Im vorliegenden Verfahren begehrt die Antragstellerin gerichtlichen Rechtsschutz durch Aussetzung der Vollziehung.

Zwischen den Beteiligten ist streitig, ob für die Ermittlung des Grundbesitzwertes im Hinblick auf die Begrenzung des Höchstwerts nach § 16 des Bewertungsgesetzes - BewG - ein förmliches Feststellungsverfahren durchgeführt werden muss.

Dem Streitfall liegt folgender Sachverhalt zugrunde:

Die am 19.12.1941 geborene verwitwete Antragstellerin lebte mit Herrn X zusammen.

Am 19.02.2001 wurde ein Vertrag über die Einräumung eines Wohnrechts notariell beurkundet.

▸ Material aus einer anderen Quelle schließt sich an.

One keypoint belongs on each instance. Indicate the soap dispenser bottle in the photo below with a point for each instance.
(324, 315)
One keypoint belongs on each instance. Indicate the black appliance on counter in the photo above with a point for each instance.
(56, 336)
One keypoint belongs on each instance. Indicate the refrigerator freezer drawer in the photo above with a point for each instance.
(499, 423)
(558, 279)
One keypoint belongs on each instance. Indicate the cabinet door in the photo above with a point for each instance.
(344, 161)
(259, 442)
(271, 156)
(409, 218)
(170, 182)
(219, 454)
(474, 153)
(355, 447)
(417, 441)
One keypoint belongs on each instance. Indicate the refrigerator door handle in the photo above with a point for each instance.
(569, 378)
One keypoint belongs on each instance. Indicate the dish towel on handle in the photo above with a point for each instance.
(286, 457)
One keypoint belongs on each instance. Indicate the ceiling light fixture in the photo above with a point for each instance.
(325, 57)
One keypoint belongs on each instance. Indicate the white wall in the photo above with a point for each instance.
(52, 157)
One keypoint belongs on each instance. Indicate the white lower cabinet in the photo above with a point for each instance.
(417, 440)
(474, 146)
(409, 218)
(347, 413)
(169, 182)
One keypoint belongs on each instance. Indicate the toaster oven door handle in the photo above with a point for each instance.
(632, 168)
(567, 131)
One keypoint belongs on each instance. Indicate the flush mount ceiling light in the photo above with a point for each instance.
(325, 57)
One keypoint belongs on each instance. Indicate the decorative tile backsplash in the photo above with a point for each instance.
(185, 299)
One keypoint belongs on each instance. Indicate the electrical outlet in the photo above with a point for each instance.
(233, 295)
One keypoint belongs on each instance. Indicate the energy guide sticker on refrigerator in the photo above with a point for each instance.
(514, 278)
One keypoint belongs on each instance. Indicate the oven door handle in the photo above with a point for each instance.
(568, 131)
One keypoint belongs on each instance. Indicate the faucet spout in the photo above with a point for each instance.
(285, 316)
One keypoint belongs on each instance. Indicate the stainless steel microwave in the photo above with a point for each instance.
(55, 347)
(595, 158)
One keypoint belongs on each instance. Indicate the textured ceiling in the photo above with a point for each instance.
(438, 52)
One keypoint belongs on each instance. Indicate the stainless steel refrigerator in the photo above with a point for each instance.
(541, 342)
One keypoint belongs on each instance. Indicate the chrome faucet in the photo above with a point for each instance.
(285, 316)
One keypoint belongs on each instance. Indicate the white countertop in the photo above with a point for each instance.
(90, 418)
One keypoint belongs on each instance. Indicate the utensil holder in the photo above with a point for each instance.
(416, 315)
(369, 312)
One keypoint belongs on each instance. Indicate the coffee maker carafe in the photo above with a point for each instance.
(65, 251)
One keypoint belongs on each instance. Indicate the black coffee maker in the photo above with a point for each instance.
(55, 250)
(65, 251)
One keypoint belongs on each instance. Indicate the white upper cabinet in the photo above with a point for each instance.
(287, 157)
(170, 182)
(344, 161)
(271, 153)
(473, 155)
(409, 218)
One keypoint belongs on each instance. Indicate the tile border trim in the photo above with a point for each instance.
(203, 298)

Nach dessen § 2 räumte Herr X der Antragstellerin an allen Räumen in der ersten Etage seines Hauses W-Str. 10 in K-Stadt - im Grundbuch als „Hof- und Gebäudefläche” verzeichnet - eine beschränkt persönliche Dienstbarkeit (mietfreies Wohnrecht) sowie das alleinige Nutzungsrecht an Speicher und einer Garage (rechte Seite der Doppelgarage) ein, beginnend mit dem Tag seines Todes und unter der Bedingung, dass die zwischen den Vertragsparteien bestehende Lebensgemeinschaft an seinem Todestag noch besteht.

Das Wohnrecht sollte enden, wenn die Antragstellerin in einem Alten- und/oder Pflegeheim einzieht, bei einer Heirat oder Eingehung einer Partnerschaft mit einem neuen Lebensgefährten oder bei Auflösung der zwischen den Vertragsparteien bestehenden Lebensgemeinschaft aus anderen Gründen als durch Tod.

Am 23.02.2003 verstarb Herr X.

Das Grundstück in K-Stadt ging durch Erwerb von Todes wegen auf eine Verwandte des Erblassers über.

Die am 22.08.2003 beim FA eingegangene vereinfachte Erbschaftsteuererklärung der Antragstellerin vom 05.08.2003 enthielt folgende Angaben:

Unter der Position 4. „Höhe der Zuwendungen” ist bei „Sonstige Erwerbe” angegeben:

Wohnrecht bzw. Nießbrauch W-Str. 10…1. Etage, eingetragen im Grundbuch ...”

Eine Wertangabe fehlt.

In der Akte findet sich keine an die Antragstellerin gerichtete Anfrage nach dem Wert des Wohnrechts.

Am 15.04.2004 fragte das FA mit Vordruck bei der Bewertungsstelle des FA K-Stadt nach dem Grundbesitzwert für das Wohnrecht am Todestag 23.02.2003.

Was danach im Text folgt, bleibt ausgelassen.